There’s no magic delay and nothing you can pay to speed up. Every resolver holding the old answer keeps serving it until that record’s TTL expires, then asks again. So your real wait is whatever TTL sat on the record before you touched it. Knew the change was coming? Then you’d have lowered the TTL first. The full story, and why that’s the one trick that makes DNS changes painless, is in our DNS TTL guide.

Frequently asked questions

Where is the DNS Zone in the OVH panel?

Log in, open Web Cloud, click Domain names, pick your domain, then the DNS Zone tab. That table is the whole zone: every A, AAAA, CNAME, MX and TXT record the domain has. It looks like a lot. It's really just a list you edit one row at a time.

Which record actually points my domain at a server?

The A record.

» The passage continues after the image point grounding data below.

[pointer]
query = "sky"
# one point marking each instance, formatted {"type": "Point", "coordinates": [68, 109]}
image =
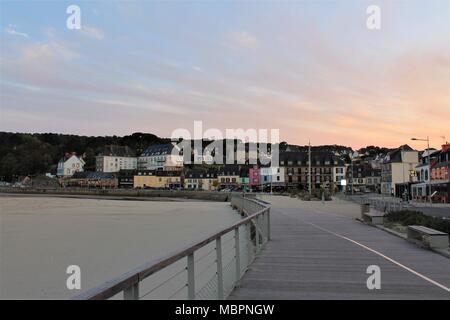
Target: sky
{"type": "Point", "coordinates": [311, 69]}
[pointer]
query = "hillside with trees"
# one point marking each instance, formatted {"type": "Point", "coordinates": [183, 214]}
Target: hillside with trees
{"type": "Point", "coordinates": [38, 153]}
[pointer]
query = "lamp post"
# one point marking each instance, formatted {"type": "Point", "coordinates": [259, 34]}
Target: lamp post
{"type": "Point", "coordinates": [429, 162]}
{"type": "Point", "coordinates": [309, 169]}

Set the apex (the row shown as @) to your server's IPv4, and point www at the same place, either a second A or a CNAME back to the apex. Server has IPv6? Add an AAAA too. No IPv6? Then make very sure there's no old AAAA still lying around.

I changed it but the site still hits the old server. Why?

Two usual suspects. Either it hasn't propagated, which just means resolvers keep serving the old value until its TTL runs out, or your own machine cached it. Flush your local DNS and check against a public resolver like 1.1.1.1 rather than trusting your browser.

Should I lower the TTL before changing anything?

If you can plan ahead, yes. Drop it to 300 seconds a full old-TTL period before the change, so every resolver has the short value by the time you flip it. Then the switch lands in minutes instead of hours, and you raise the TTL back afterwards.